By Stephanie Siciarz
Pink Moon Press, $13.99, 287 pages
Almondine Orlean, by her own words, grew up in black and white. Born on the tropical – and some say magical – island of Oh, Almondine stood out for the color of her skin, which was not black like her parents, but white. While Almondine’s mother accepts her color and her father believes in her faithfulness, not everyone is so welcoming. Almondine’s grandfather, Raoul, cannot accept his daughter’s insistence that she is faithful to her husband. He also does not believe in island magic. He becomes convinced that his daughter had a fling with the only white man on the island and he sets out to prove it. He becomes obsessed with his goal of finding the truth at the risk of losing his job, his family and his mind. As he investigates, he finds that the island does not give its secrets lightly and that sometimes, the truth is best left buried in the sand.
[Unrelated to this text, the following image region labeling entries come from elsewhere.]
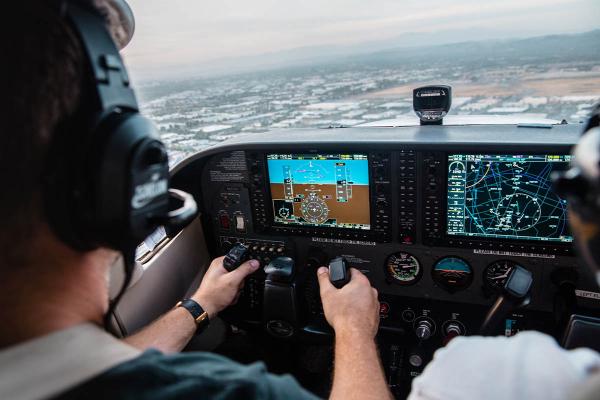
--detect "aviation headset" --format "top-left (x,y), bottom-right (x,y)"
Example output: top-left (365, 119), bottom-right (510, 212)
top-left (44, 0), bottom-right (196, 256)
top-left (43, 0), bottom-right (197, 330)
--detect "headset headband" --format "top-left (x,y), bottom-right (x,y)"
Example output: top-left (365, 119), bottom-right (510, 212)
top-left (65, 2), bottom-right (138, 112)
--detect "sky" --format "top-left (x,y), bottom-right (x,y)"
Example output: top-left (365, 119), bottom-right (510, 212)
top-left (124, 0), bottom-right (600, 80)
Left at the Mango Tree is an outstanding novel by author Stephanie Siciarz. She creates an island world that is so vivid. The reader can feel the warm salty air, taste the pineapple and feel the sand between their toes. The story of Almondine is the story of the key players in her life: her grandfather Raoul, her parents, and her grandmother’s best friend and local midwife, Abigail. The stories connect at many points throughout the novel and paint what the author describes as a mosaic of Almondine’s life. The characters, like the environment, are rich and complex. Their love for each other, fears and secrets make them endearing and real. The secrets of Almondine’s origins come slowly but rewardingly, although in the end the revelation is secondary to the overall search for belonging and identity. Wonderfully written from start to finish, Left at the Mango Tree is a delightful novel that creates a world which will linger with the reader well past the last page.